Dark blue eyes that Bishop Santos
knew
should mean something to him didn't blink and he could not look away.
Just think. You've spent a lifetime praying for your God to send his son to save you.

The stranger poured all the remaining Communion wafers on the floor and ground them into dust beneath his bootheel. He spread his arms wide.

Here I am.

His mouth didn't move and still he talked. Bishop Santos flinched. He could feel the blood drain out of his face as the stranger's voice filled his mind.

“Demonio,”
Bishop Santos whispered in a voice that had never shook in the face of countless guns, countless bodies, and countless threats in all his years working in the Slums. But it shook now because understanding wasn't coming to him. He didn't know if this was a test from his Lord or from the devil himself.

Demon? I'm no demon, human.

Bishop Santos blinked, or thought he did. One second the stranger was on the dais, the next he was standing before the bishop, intruding in his tiny bubble of personal space. He tried to run, but found that the only order his body obeyed was one the stranger gave. Bishop Santos watched as the young man raised a hand, palm to the ground, then slowly lowered it again. Bishop Santos's knees bent of their own accord and he slammed down onto the floor in a kneeling position. Crying out in pain, he looked up with panic-stricken eyes.
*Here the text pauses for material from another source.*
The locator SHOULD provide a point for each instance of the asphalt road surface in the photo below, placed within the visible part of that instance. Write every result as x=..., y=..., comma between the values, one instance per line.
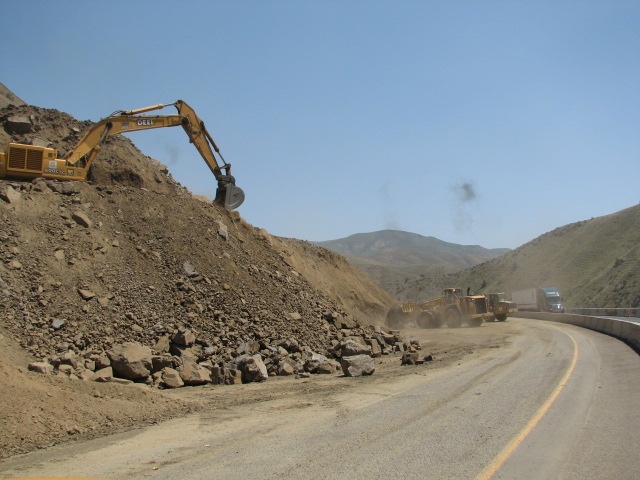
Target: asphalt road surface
x=553, y=402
“Please!” he gasped out. “I don't—”

Understand. Yes, yes, I know you don't. Just like all the children you fucked didn't understand how you could betray their trust.
One long-fingered hand reached out to touch the bishop's wrinkled face, tracing over the lines of age.
You are something I will never be, Bishop Santos. You should be thankful for that. I know I am.

Knowledge finally came to him, too late to mean anything in the face of a disease and a power he had always preached as unholy. “Psion.”

They say your life flashes before your eyes when you die. It doesn't, not really. It was only the neurons in Bishop Santos's head forcibly overloading. Just his mind exploding in a novalike burn that rippled across a small pocket in the mental grid, hidden beneath strong telepathic shields.